Migrate data from HDFS to OSS-HDFS for data backup and disaster recovery - Object Storage Service

If you want to back up data or scale out storage space in Hadoop Distributed File System (HDFS), you can migrate data from HDFS to OSS-HDFS by using the Jindo DistCp tool that is automatically deployed in an Alibaba Cloud E-MapReduce (EMR) cluster. OSS-HDFS is compatible with the Hadoop ecosystem. After migrating data from HDFS to OSS-HDFS, you can use various tools and frameworks of the Hadoop ecosystem to process and analyze data.

Prerequisites

A cluster of Alibaba Cloud EMR-5.6.0 or later versions or a cluster of EMR-3.40.0 or later versions is created. For more information, see Create a cluster.
An environment of Hadoop 2.7.0 or later or Hadoop 3.x is prepared in your self-managed Elastic Compute Service (ECS) cluster. The cluster must be able to run MapReduce jobs. You must deploy JindoData on your own before completing the migration in the ECS cluster. JindoData includes JindoSDK and JindoFSx. We recommend that you download the latest version.
OSS-HDFS is enabled for a bucket and permissions are granted to access OSS-HDFS. For more information, see Enable OSS-HDFS and grant access permissions.

Background information

You can use Jindo DistCp to copy files within or between large-scale clusters. Jindo DistCp uses MapReduce to distribute files, handle errors, and restore data. The lists of files and directories are used as the input of the MapReduce tasks. Each task copies specific files and directories in the input list. Jindo DistCp supports full data copy between directories in HDFS, between HDFS and Object Storage Service (OSS), between HDFS and OSS-HDFS, and between buckets in OSS-HDFS. Jindo DistCp also provides various custom copy parameters and copy policies.

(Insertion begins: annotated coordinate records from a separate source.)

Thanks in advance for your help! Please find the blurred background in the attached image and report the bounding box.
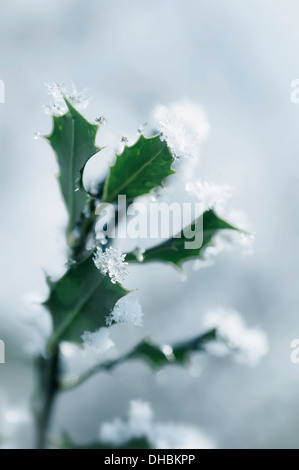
[0,0,299,448]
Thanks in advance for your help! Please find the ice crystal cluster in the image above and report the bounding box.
[99,400,214,449]
[94,246,128,284]
[60,328,114,382]
[153,100,210,158]
[44,83,90,116]
[106,295,143,326]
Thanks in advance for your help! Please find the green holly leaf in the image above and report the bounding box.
[44,254,128,349]
[103,134,175,203]
[60,328,219,390]
[126,329,217,368]
[126,209,241,268]
[45,98,101,237]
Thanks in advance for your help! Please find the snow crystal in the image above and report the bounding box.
[60,328,114,382]
[106,295,143,326]
[99,400,214,449]
[204,309,269,366]
[186,180,232,210]
[93,247,128,284]
[153,100,210,158]
[44,82,90,116]
[18,292,53,357]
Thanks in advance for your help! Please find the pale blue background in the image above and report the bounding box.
[0,0,299,448]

Jindo DistCp provides the following benefits:

High efficiency. The data migration speed of Jindo DistCp is 1.59 times faster than that of Hadoop DistCp.
Rich basic features. Jindo DistCp provides multiple copy methods and various scenario-based optimization policies.
Deep integration with OSS. Jindo DistCp takes advantage of OSS features so that you can perform various operations on data, including compressing data and converting the data storage class to Archive.
File copy without changing file names. This ensures data consistency.
High compatibility. Jindo DistCp is applicable to various scenarios and can be used to replace Hadoop DistCp. Jindo DistCp supports Hadoop 2.7.x and Hadoop 3.x.

Procedure

Log on to the EMR cluster.
1. Log on to the EMR console. In the left-side navigation pane, click EMR on ECS.
2. Click the EMR cluster that you created.
3. Click the Nodes tab, and then click the icon on the left side of the node group.
4. Click the ID of the ECS instance. On the Instances page, click Connect next to the instance ID.
  For more information about how to log on to a cluster in Windows or Linux by using an SSH key pair or SSH password, see Log on to a cluster.

Migrate data from a specified path in HDFS to OSS-HDFS.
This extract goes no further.